For the ginger mashed potatoes

  • 3 medium potatoes peeled and cut into chunks
  • 1 t salt
  • 1 T sugar
  • 3 T cream use non-dairy to keep it vegan
  • 2 T milk use non-dairy to keep it vegan
  • 1/2 T ginger peeled and grated

To serve

  • 2 T spring onion minced, chives also work


  • Start by bringing 3 medium peeled potatoes to the boil with 1 t of salt. Turn down the heat to a vibrant simmer and leave to cook for 20 minutes, or until you can poke through the potato with a fork with ease.
  • Now mix together 4 T of soy sauce, 1 T sugar, 2 T honey, 1 cloves minced garlic, 1 T red wine, 1 t black pepper and 2 T sesame oil in a container big enough to briefly marinade your mushrooms in (I used an oven dish) and place in the mushrooms. Tossing every so often to coat everything evenly.
  • Stand around for a few minutes to roughly time your mushrooms to be ready at the same time as your potatoes. 5 to 10 minutes or so.
  • When your potatoes have about 10 minutes to go, heat a large frying pan over high heat and add 1 T neutral oil before tossing the mushrooms and marinade into the pan. Toss and cook until the mushrooms have caramelized and most of the liquids have evaporated.
    Be sure to stay with the pan at this step, the sugars and garlic can turn really burnt and bitter if you don't take it off the heat in time.
  • With the mushrooms taken off the heat and the potatoes now cooked. Add 1 T sugar, 3 T cream, 2 T milk and 1 T grated ginger to the potatoes and mash to your desired consistency. I like my mash chunky on some days and smooth on others, so you do you.
  • Plate the mash and then top with the mushrooms before sprinkling with 2 T of spring onion (or chives) and serve with a nice Bourgogne Chardonnay.

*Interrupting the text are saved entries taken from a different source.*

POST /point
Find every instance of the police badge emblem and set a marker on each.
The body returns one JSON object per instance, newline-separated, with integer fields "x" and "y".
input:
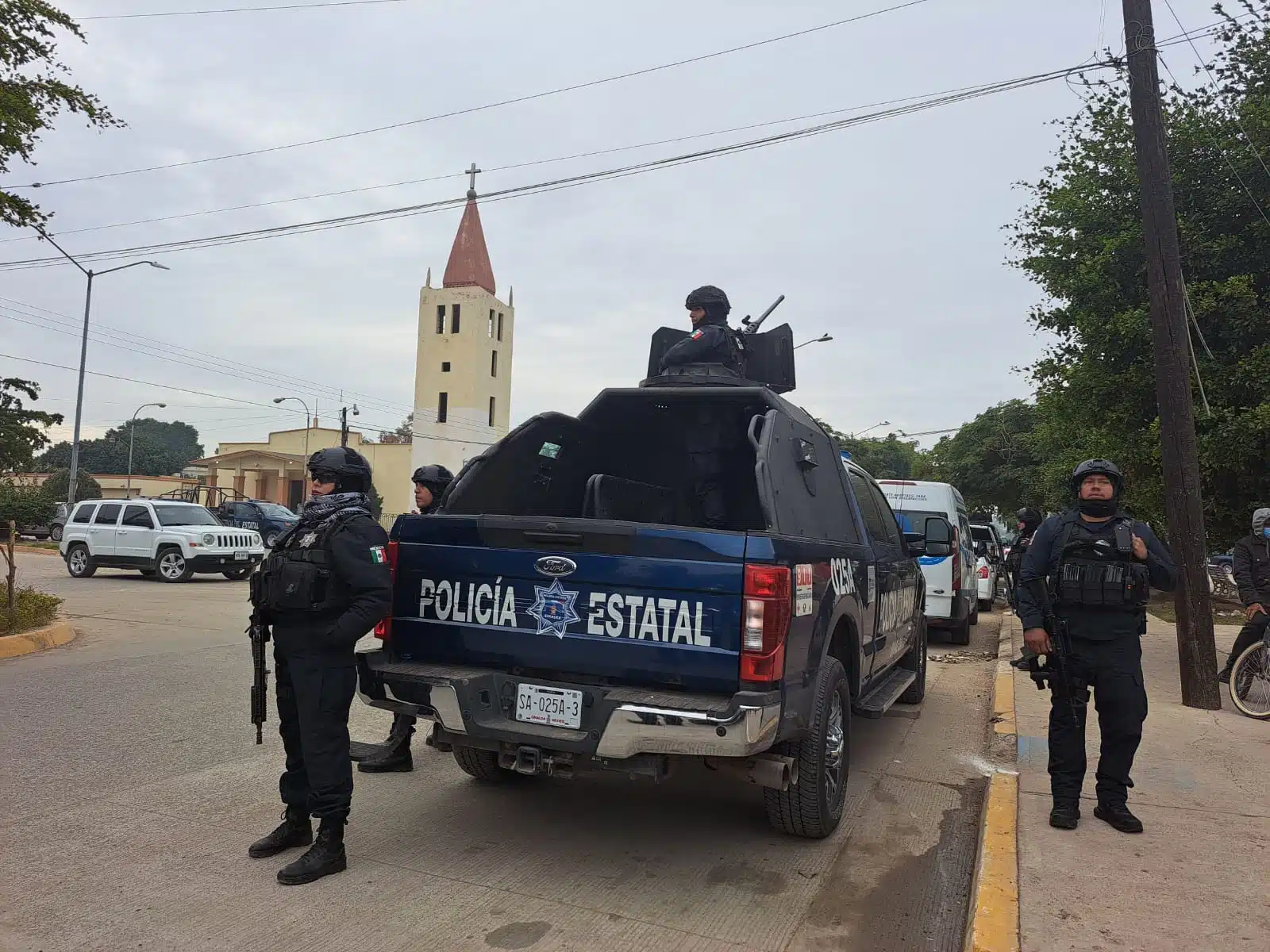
{"x": 554, "y": 609}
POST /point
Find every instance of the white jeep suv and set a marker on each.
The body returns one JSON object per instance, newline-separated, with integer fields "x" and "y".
{"x": 160, "y": 537}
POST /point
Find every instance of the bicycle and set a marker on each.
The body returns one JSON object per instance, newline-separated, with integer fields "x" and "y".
{"x": 1250, "y": 679}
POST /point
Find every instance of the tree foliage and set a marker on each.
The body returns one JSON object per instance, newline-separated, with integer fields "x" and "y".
{"x": 160, "y": 450}
{"x": 22, "y": 431}
{"x": 33, "y": 93}
{"x": 1081, "y": 240}
{"x": 57, "y": 486}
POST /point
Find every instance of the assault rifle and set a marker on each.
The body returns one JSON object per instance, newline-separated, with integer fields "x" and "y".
{"x": 260, "y": 634}
{"x": 1057, "y": 673}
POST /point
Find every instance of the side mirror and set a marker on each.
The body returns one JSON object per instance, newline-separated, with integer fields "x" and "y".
{"x": 939, "y": 536}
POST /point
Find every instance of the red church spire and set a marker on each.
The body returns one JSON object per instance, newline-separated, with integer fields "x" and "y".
{"x": 469, "y": 258}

  • If you want to make this as it was originally intended, the recipe in the book calls for 600 g of beef (rib eye, beef loin or poor man's rib eye) and 2 T of Korean pear 'squeeze' (juice) and ground black pepper to tenderize the beef in for 20 minutes before you do anything else.
  • I'm sure this will work equally well with (king) oyster mushrooms. 
  • Anju & Banju recommends you serve this mushroom bulgogi and mashed potatoes with Sextant - a Bourgogne Chardonnay by Julien Altaber.